Not only will the deer benefit, but the non-game species will as well. Species such as the Northern Bobwhite, mole kingsnake, and Golden-winged warbler rely on these plant communities to meet their habitat requirements. If a property does not possess early successional plant communities, these specialist species of wildlife will not occur either.
The incredible amount of time, effort, and finances my clients invest into their properties are not anomalies. For every landowner I work with, there are thousands more trying to achieve the same goal: conserving wildlife.
In the 1930s, the “father of wildlife conservation,” Aldo Leopold, described his idea of responsible land stewardship as a land ethic: “A land ethic changes the role of Homo sapiens from conqueror of the land-community to plain member and citizen of it. It implies respect for his fellow members, and also respect for the community as such.”

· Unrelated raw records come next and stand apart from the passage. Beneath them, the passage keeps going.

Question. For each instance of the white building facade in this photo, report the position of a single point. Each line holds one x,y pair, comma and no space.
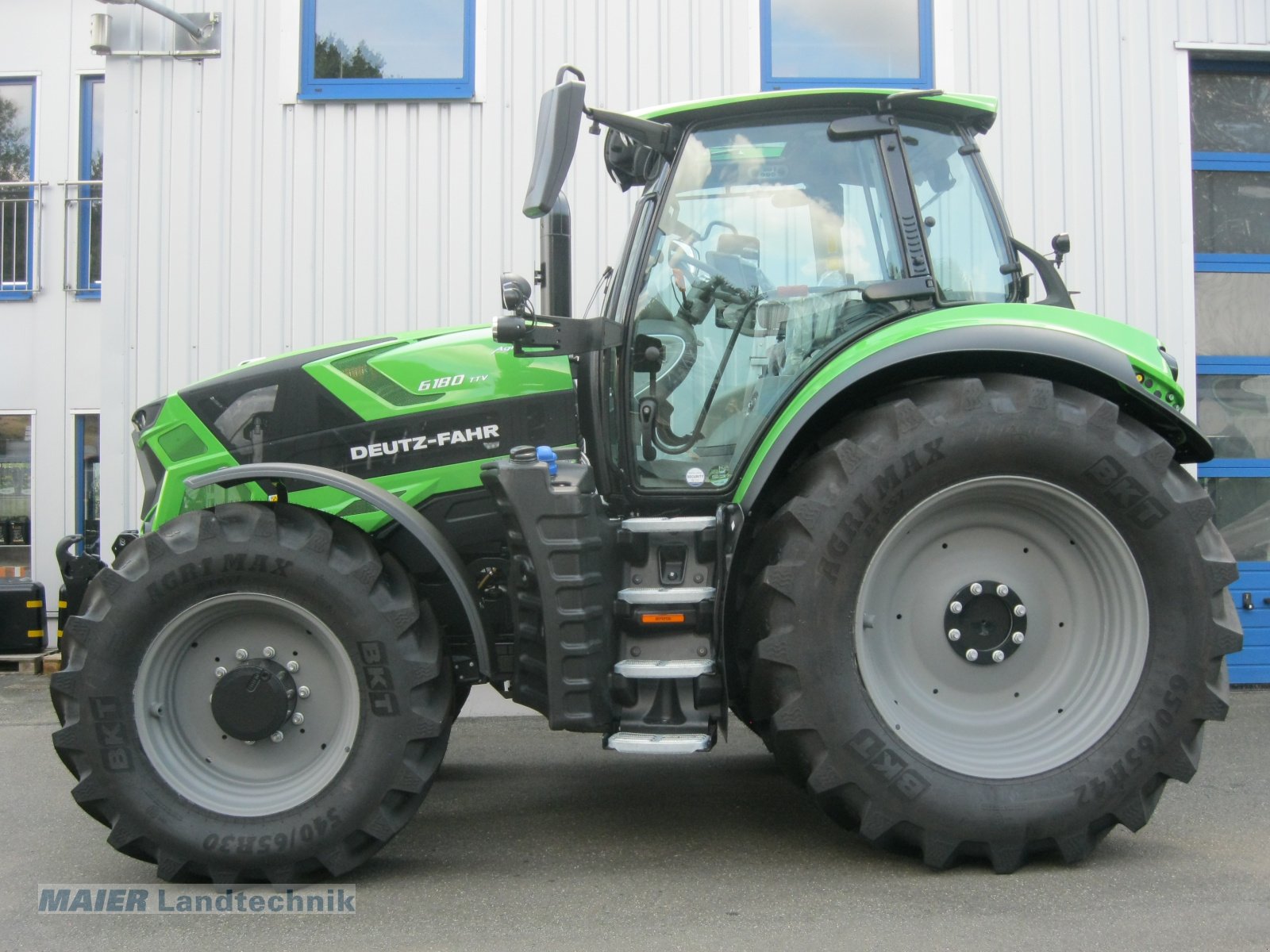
249,205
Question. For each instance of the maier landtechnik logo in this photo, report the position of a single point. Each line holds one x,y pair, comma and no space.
114,898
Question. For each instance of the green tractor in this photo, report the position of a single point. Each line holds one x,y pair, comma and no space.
814,463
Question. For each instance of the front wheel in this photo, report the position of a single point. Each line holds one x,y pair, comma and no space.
253,693
992,621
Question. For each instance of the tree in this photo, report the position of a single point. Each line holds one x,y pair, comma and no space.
333,60
14,144
14,202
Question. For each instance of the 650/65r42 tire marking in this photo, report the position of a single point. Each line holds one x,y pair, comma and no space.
931,735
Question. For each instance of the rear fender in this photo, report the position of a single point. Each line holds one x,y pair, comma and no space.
982,348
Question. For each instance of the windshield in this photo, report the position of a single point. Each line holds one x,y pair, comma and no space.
759,258
764,245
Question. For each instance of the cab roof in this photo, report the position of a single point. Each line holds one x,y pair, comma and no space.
979,112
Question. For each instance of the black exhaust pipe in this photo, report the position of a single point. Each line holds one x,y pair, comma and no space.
556,274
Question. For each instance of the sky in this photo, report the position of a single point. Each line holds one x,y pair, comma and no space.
417,38
832,38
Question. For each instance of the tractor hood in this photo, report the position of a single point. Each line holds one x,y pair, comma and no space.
381,409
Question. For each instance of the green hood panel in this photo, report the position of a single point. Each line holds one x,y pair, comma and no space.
436,371
413,413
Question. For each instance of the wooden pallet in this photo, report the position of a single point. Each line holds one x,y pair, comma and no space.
29,664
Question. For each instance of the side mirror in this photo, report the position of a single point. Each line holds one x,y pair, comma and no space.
1062,245
559,118
516,292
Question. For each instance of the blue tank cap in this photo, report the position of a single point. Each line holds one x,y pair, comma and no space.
546,455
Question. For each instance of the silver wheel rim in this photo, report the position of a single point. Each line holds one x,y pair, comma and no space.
186,746
1087,628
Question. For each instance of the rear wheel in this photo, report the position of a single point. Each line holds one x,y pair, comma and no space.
232,676
992,621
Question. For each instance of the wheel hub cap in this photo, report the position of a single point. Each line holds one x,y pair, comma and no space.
984,622
254,700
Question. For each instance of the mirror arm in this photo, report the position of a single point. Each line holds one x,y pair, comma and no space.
657,136
556,336
1056,291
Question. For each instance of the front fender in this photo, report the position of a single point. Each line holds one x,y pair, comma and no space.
1099,355
410,520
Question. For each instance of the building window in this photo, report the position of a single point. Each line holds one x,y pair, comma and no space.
84,197
810,44
88,482
18,198
389,50
1231,202
14,495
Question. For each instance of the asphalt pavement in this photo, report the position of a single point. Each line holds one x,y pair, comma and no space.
540,841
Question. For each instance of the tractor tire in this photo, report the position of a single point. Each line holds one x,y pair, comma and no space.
253,693
1024,719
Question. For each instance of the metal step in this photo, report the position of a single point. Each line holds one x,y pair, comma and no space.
683,596
630,743
679,524
648,668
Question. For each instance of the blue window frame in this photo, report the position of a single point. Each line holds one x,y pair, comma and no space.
89,196
18,203
387,50
886,44
1231,173
1244,158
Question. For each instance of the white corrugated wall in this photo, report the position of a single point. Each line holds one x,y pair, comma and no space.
243,222
1094,137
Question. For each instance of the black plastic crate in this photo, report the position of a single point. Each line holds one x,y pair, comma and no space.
22,617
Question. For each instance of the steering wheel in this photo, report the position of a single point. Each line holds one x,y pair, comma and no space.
683,257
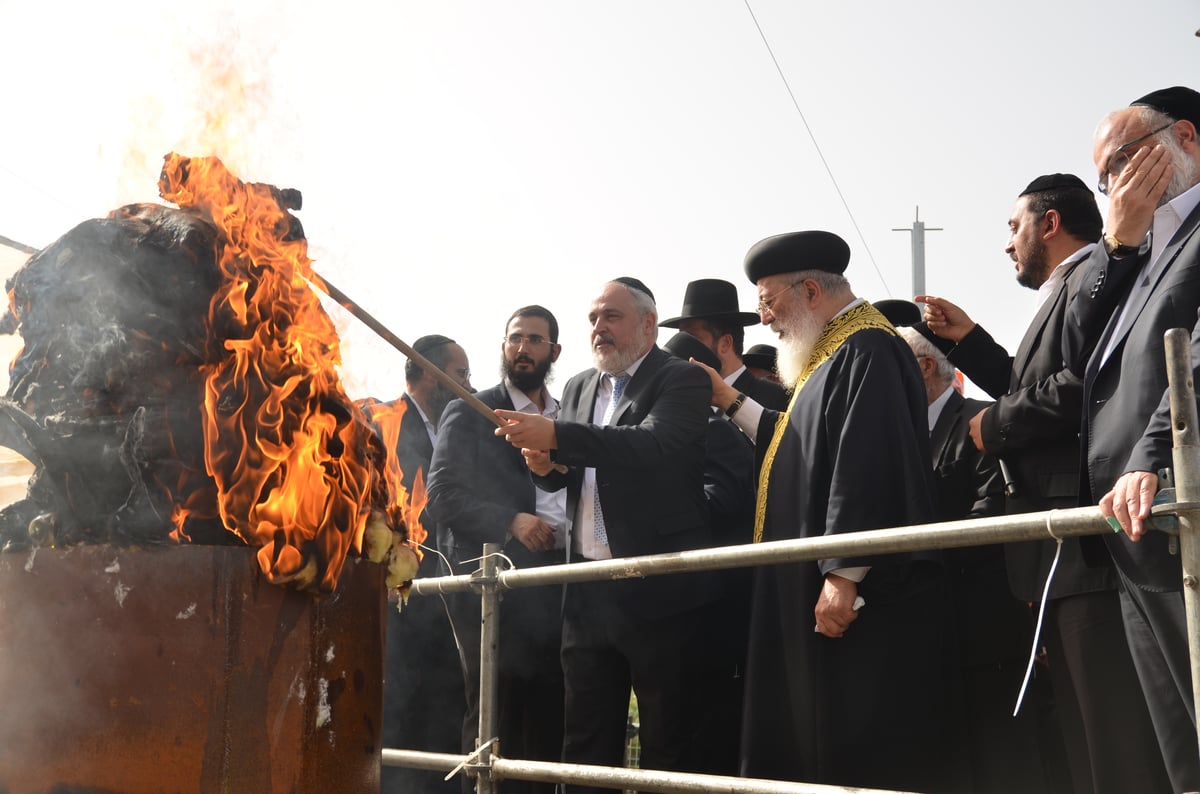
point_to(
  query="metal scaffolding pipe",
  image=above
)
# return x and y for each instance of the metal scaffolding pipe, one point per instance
(642, 780)
(1186, 464)
(975, 531)
(489, 671)
(648, 780)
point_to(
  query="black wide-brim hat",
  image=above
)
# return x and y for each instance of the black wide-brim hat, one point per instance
(711, 299)
(898, 311)
(684, 346)
(796, 251)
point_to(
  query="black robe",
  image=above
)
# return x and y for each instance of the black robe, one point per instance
(868, 709)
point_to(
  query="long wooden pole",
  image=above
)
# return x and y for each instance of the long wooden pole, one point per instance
(353, 307)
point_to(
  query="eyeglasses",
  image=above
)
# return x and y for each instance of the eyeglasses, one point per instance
(766, 304)
(532, 340)
(1120, 158)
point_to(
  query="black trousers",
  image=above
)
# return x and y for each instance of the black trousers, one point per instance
(1105, 725)
(606, 650)
(423, 693)
(529, 681)
(1157, 630)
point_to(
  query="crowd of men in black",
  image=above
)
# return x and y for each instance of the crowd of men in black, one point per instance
(894, 671)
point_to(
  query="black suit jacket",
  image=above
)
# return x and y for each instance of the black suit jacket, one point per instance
(414, 446)
(1123, 392)
(1033, 427)
(478, 483)
(991, 626)
(649, 473)
(767, 394)
(967, 481)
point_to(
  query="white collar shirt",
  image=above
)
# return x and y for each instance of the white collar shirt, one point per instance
(551, 505)
(583, 541)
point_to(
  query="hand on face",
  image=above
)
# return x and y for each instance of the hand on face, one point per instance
(1135, 193)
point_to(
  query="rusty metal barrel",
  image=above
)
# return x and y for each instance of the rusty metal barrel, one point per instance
(180, 668)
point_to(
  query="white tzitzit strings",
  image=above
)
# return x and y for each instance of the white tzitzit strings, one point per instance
(1042, 614)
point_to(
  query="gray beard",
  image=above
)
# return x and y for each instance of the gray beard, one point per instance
(1183, 172)
(615, 362)
(796, 347)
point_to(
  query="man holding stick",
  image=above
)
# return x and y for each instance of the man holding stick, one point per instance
(631, 433)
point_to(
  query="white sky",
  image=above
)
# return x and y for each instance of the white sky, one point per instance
(459, 160)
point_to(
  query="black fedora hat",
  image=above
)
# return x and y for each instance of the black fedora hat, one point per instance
(898, 311)
(761, 356)
(684, 346)
(711, 299)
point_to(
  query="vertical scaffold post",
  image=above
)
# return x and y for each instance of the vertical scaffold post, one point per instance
(1186, 462)
(489, 661)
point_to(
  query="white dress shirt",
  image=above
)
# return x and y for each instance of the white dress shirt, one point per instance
(583, 540)
(551, 505)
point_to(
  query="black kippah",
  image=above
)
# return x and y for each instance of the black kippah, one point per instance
(427, 343)
(1055, 182)
(635, 283)
(1179, 102)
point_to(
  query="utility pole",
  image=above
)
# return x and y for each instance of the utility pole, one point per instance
(918, 253)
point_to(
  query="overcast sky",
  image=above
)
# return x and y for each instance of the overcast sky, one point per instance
(459, 160)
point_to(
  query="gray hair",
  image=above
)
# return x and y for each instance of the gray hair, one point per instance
(827, 281)
(923, 347)
(643, 302)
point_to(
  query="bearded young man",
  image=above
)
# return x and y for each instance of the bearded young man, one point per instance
(847, 680)
(631, 435)
(1141, 282)
(480, 492)
(1033, 427)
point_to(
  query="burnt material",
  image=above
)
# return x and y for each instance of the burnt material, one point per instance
(180, 668)
(105, 398)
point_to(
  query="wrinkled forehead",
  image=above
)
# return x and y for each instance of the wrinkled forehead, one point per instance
(1114, 132)
(771, 284)
(615, 296)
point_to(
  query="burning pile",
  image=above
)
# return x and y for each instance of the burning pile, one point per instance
(179, 383)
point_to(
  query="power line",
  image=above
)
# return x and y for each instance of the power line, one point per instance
(817, 146)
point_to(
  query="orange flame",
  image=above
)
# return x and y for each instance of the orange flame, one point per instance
(403, 511)
(287, 450)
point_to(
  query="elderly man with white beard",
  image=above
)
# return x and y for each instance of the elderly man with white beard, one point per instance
(1143, 281)
(847, 680)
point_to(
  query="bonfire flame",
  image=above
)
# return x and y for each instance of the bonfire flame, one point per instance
(291, 456)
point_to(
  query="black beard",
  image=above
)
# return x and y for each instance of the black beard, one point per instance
(1036, 270)
(527, 379)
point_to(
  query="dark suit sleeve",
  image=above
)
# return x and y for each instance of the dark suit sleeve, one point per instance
(678, 414)
(984, 361)
(1104, 283)
(460, 458)
(1050, 408)
(729, 477)
(1153, 450)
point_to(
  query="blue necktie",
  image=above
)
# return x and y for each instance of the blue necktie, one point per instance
(618, 389)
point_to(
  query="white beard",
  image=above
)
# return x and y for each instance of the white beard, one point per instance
(1183, 170)
(615, 362)
(801, 335)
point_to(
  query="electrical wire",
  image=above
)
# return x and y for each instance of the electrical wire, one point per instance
(817, 146)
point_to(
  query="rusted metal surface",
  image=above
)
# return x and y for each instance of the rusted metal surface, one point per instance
(183, 669)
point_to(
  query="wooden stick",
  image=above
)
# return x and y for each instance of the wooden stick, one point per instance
(351, 306)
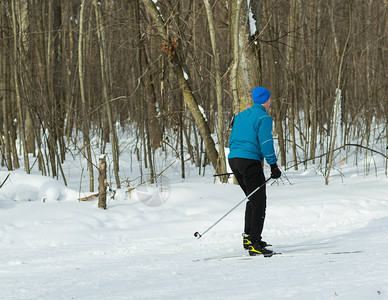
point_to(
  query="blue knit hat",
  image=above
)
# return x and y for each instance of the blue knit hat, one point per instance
(260, 95)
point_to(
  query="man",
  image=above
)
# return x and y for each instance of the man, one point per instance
(250, 142)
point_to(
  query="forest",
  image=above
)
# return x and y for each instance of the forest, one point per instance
(172, 74)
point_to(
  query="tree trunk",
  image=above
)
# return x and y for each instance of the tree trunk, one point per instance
(221, 163)
(188, 95)
(17, 89)
(104, 77)
(85, 121)
(102, 183)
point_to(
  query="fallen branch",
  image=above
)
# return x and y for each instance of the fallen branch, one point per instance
(89, 197)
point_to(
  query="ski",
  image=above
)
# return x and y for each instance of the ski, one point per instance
(285, 254)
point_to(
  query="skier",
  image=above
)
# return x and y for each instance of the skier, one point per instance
(250, 142)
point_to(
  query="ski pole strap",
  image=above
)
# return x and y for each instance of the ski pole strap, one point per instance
(224, 174)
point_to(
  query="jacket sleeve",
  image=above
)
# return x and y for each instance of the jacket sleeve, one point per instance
(266, 140)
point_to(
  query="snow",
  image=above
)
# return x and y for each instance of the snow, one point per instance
(53, 246)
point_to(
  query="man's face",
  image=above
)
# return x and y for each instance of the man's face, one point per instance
(267, 104)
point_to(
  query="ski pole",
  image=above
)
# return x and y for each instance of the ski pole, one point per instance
(198, 235)
(222, 174)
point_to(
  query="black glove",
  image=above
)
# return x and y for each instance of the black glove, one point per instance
(275, 172)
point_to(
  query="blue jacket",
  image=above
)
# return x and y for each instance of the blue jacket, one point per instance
(251, 135)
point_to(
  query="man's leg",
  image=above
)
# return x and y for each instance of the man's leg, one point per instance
(254, 177)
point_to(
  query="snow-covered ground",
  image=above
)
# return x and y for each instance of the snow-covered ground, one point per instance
(53, 246)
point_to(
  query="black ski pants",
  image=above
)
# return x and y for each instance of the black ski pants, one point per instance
(249, 174)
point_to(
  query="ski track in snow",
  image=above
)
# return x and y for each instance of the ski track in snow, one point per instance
(65, 249)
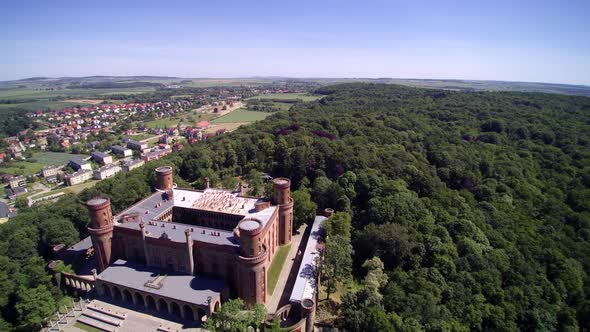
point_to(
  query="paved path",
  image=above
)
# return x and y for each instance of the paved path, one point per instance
(287, 269)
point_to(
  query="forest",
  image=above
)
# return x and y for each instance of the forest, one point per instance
(456, 210)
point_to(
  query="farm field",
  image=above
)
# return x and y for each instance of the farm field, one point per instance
(55, 158)
(163, 123)
(227, 126)
(241, 116)
(31, 99)
(35, 163)
(21, 168)
(67, 190)
(286, 96)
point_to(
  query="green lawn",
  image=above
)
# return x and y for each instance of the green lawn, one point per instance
(241, 116)
(31, 99)
(55, 158)
(33, 106)
(68, 190)
(162, 123)
(287, 96)
(85, 327)
(21, 168)
(276, 266)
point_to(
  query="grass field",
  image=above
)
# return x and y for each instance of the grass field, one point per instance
(241, 116)
(76, 189)
(85, 327)
(276, 266)
(21, 168)
(287, 96)
(55, 158)
(163, 123)
(34, 164)
(31, 99)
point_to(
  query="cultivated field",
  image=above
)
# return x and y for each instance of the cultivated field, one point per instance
(35, 163)
(21, 168)
(287, 96)
(55, 158)
(241, 116)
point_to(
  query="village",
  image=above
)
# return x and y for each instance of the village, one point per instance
(92, 143)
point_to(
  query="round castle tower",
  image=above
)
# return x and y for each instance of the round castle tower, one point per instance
(282, 198)
(252, 262)
(164, 178)
(101, 230)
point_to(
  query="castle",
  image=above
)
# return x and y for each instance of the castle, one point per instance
(185, 251)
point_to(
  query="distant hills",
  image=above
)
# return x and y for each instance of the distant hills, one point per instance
(100, 81)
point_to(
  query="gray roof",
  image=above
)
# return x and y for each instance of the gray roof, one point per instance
(99, 154)
(119, 148)
(4, 210)
(305, 284)
(181, 287)
(78, 161)
(148, 208)
(175, 232)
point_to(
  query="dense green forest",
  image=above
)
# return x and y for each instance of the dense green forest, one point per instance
(458, 210)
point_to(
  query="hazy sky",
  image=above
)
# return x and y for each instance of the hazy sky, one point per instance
(537, 40)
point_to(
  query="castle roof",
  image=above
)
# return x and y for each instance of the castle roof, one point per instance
(306, 284)
(151, 280)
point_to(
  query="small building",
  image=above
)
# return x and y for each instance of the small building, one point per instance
(80, 164)
(121, 151)
(78, 177)
(132, 164)
(165, 139)
(136, 145)
(17, 181)
(48, 171)
(106, 171)
(101, 158)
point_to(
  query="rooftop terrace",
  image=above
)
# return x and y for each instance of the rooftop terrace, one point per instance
(183, 287)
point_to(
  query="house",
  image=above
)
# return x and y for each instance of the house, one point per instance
(48, 171)
(106, 171)
(136, 145)
(17, 181)
(101, 158)
(78, 177)
(121, 151)
(165, 139)
(79, 164)
(132, 164)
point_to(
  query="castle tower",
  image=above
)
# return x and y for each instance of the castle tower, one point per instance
(101, 230)
(164, 178)
(252, 268)
(282, 198)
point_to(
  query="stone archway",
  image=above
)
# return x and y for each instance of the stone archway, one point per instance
(187, 312)
(117, 294)
(150, 303)
(127, 295)
(200, 314)
(162, 305)
(138, 300)
(175, 309)
(106, 291)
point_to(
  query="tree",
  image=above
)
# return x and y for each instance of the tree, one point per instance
(304, 208)
(337, 263)
(233, 317)
(338, 224)
(376, 277)
(34, 306)
(58, 231)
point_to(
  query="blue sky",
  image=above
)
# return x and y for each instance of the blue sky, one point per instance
(543, 41)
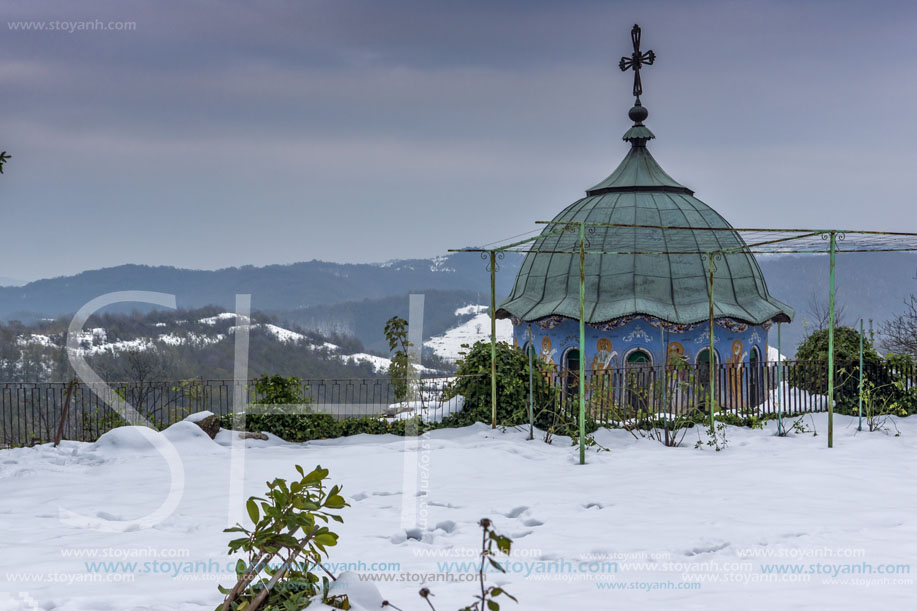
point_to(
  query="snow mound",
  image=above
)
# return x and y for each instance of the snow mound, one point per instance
(185, 432)
(198, 416)
(133, 439)
(363, 595)
(429, 411)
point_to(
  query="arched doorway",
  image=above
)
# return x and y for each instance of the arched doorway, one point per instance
(755, 378)
(638, 380)
(702, 363)
(571, 365)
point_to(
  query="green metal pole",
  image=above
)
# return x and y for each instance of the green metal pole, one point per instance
(832, 237)
(860, 405)
(779, 384)
(582, 344)
(710, 356)
(531, 390)
(493, 339)
(665, 380)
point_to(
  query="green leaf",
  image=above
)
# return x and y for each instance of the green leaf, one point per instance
(327, 539)
(252, 510)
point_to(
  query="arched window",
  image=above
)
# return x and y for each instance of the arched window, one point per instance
(703, 357)
(638, 358)
(571, 365)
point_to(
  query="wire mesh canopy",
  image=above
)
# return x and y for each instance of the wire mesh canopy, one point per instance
(661, 270)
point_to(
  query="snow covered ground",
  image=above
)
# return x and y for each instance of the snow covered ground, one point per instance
(641, 526)
(449, 344)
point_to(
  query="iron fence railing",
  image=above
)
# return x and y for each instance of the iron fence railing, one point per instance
(32, 412)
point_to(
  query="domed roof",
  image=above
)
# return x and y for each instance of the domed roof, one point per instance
(672, 287)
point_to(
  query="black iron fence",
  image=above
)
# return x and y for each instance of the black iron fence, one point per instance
(35, 412)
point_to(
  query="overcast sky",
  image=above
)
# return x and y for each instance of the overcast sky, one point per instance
(217, 134)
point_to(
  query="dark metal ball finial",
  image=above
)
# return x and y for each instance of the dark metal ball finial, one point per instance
(638, 113)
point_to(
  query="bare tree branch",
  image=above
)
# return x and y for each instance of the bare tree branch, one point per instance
(900, 333)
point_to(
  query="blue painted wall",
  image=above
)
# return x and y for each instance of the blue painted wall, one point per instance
(609, 345)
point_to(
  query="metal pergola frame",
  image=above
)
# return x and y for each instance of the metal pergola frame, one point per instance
(760, 241)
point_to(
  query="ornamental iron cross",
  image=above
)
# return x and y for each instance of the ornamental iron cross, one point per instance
(636, 61)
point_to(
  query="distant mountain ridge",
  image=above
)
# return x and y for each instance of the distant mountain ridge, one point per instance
(357, 298)
(273, 287)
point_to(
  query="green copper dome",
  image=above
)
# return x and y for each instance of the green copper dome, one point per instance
(672, 287)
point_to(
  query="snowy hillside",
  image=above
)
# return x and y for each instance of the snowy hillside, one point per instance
(769, 523)
(449, 345)
(33, 353)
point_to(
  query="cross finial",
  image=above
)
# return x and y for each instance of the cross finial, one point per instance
(636, 61)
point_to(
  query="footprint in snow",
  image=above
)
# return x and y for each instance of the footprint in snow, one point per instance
(446, 505)
(706, 549)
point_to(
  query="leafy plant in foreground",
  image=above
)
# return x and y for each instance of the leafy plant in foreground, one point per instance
(486, 598)
(285, 546)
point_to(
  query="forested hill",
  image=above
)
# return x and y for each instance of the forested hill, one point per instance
(356, 299)
(274, 287)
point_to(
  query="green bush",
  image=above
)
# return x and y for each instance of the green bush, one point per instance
(473, 382)
(811, 371)
(881, 375)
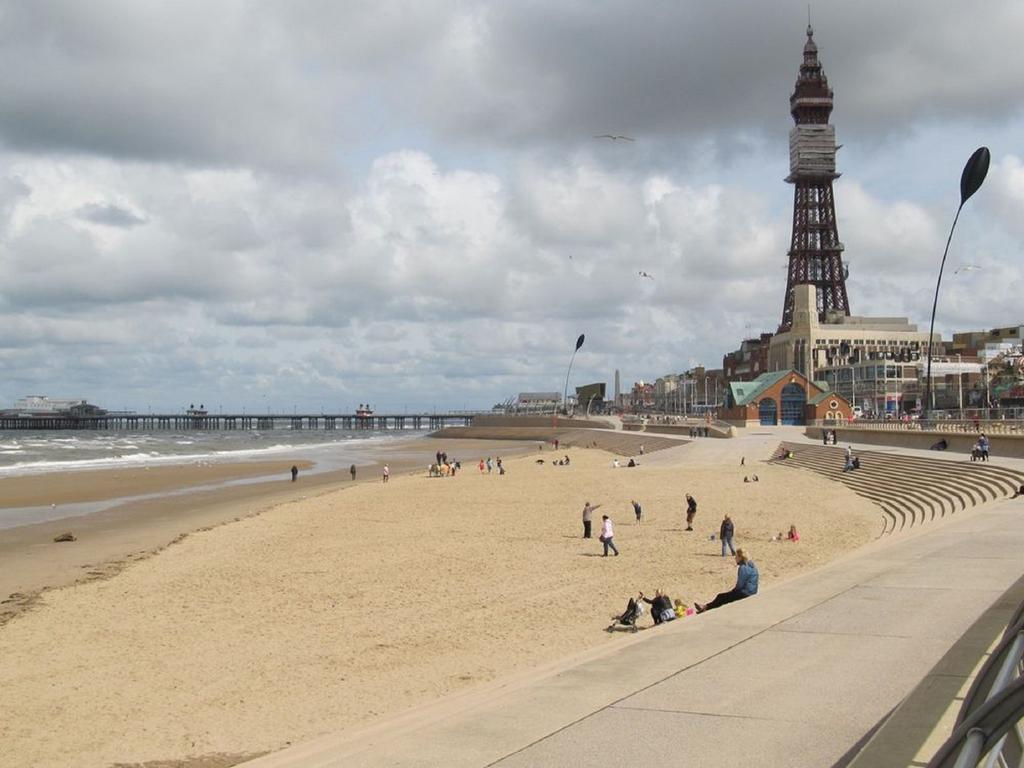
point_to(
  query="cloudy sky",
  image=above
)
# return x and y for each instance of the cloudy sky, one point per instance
(313, 204)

In an era when the media wants you to believe the oceans will boil tomorrow and Uncle Sam is your only savior, rest assured that at least 75% of our contiguous landmass is being responsibly managed.
I can’t say the same for the 25% that is state and federally owned. Nobody has more to gain (or lose) from environmental calamity than the men and women who have invested their blood, sweat, and savings into their own soil.
We’re wasting our time chaining ourselves to trees or throwing tomato soup on priceless museum artifacts in the name of #ClimateChange. If we really want to have a positive environmental impact, we need to focus our efforts on making conservation project funding opportunities more easily accessible to the men and women managing the bulk of our land and wildlife.
Zack Vucurevich is a wildlife biologist and owner of Whetstone Habitat, LLC, a wildlife habitat restoration and consulting company. He is a freelance writer and contributor to Young Voices. His work focuses on conservation, hunting culture, and various other outdoor-related topics.